What Actually Makes Documentation Useful?
People assume good documentation is detailed documentation. But the truth is exactly the opposite: the best documentation is the simplest.
Think about it: if you wrote down every detail of your day, it wouldn't be clarity—it would be chaos. Documentation works the same way. You don't want to read a massive manual; you want quick, clear answers to the questions you actually have.
Good documentation does three simple things:
- It’s short. If you can say it in half the words, do it. Less clutter means more clarity.
- It’s easy to read. Use plain, conversational language. The point isn’t to sound smart; it’s to be understood.
- It answers real questions. Write documentation to solve actual problems your team has, not hypothetical scenarios no one encounters.
To know if your documentation is working, just hand it to someone new. If they immediately get it, you’ve done well. If they’re confused or bored, you haven’t.
Documentation Doesn’t Guarantee Understanding
Another common mistake is thinking documentation alone creates alignment. But writing something down doesn’t guarantee everyone gets it. Misinterpretation is incredibly common—probably more common than you think.
- People see what they want to see. Two readers can interpret the same sentence completely differently. Without enough context, misunderstandings multiply.
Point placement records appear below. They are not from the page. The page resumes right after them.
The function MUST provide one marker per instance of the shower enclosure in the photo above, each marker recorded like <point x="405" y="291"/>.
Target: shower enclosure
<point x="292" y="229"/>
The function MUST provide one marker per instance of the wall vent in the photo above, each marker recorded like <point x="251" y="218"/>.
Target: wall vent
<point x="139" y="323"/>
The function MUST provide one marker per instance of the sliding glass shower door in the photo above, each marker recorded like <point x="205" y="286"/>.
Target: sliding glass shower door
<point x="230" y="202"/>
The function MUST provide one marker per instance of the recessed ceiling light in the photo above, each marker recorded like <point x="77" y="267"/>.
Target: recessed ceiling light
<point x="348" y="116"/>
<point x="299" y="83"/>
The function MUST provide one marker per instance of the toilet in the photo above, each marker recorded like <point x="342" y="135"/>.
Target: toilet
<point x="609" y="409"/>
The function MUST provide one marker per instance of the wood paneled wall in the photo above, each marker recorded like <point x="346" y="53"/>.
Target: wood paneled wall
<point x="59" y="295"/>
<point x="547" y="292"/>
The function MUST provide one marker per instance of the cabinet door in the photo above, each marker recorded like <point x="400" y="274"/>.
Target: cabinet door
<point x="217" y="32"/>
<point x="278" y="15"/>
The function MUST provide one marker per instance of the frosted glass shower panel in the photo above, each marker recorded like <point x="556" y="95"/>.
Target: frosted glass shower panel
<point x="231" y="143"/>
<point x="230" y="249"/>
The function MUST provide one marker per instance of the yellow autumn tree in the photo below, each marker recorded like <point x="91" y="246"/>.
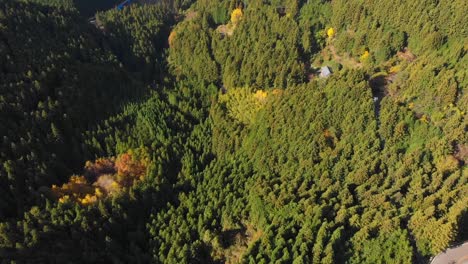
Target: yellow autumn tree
<point x="236" y="16"/>
<point x="331" y="33"/>
<point x="171" y="38"/>
<point x="365" y="56"/>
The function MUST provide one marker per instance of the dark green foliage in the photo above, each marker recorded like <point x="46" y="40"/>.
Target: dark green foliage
<point x="252" y="157"/>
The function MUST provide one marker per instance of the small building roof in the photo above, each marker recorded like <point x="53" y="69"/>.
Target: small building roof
<point x="325" y="72"/>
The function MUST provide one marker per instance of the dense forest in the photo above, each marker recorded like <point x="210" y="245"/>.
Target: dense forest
<point x="202" y="131"/>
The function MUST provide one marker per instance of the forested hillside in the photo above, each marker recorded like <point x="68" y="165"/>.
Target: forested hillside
<point x="205" y="131"/>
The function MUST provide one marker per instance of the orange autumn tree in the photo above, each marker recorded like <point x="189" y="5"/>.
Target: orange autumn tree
<point x="104" y="177"/>
<point x="236" y="16"/>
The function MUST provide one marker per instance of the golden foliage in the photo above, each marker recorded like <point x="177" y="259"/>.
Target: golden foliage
<point x="171" y="38"/>
<point x="447" y="164"/>
<point x="331" y="33"/>
<point x="110" y="176"/>
<point x="260" y="95"/>
<point x="236" y="16"/>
- Always provide context. Writing “We chose option A” isn’t helpful unless readers know why you chose A over B. Without the "why," the decision seems arbitrary and might get undone unintentionally later.
- Good documentation reduces conversation. If you find yourself answering the same questions after writing documentation, it means your documentation isn’t working.
That’s why you don’t need documentation that captures everything—you need documentation that prevents misunderstanding. We call this approach Minimum Viable Documentation (MVD), and it changes the entire game.
The Magic of Minimum Viable Documentation (MVD)
The idea behind Minimum Viable Documentation is simple: write down the absolute minimum needed to keep everyone aligned—nothing more.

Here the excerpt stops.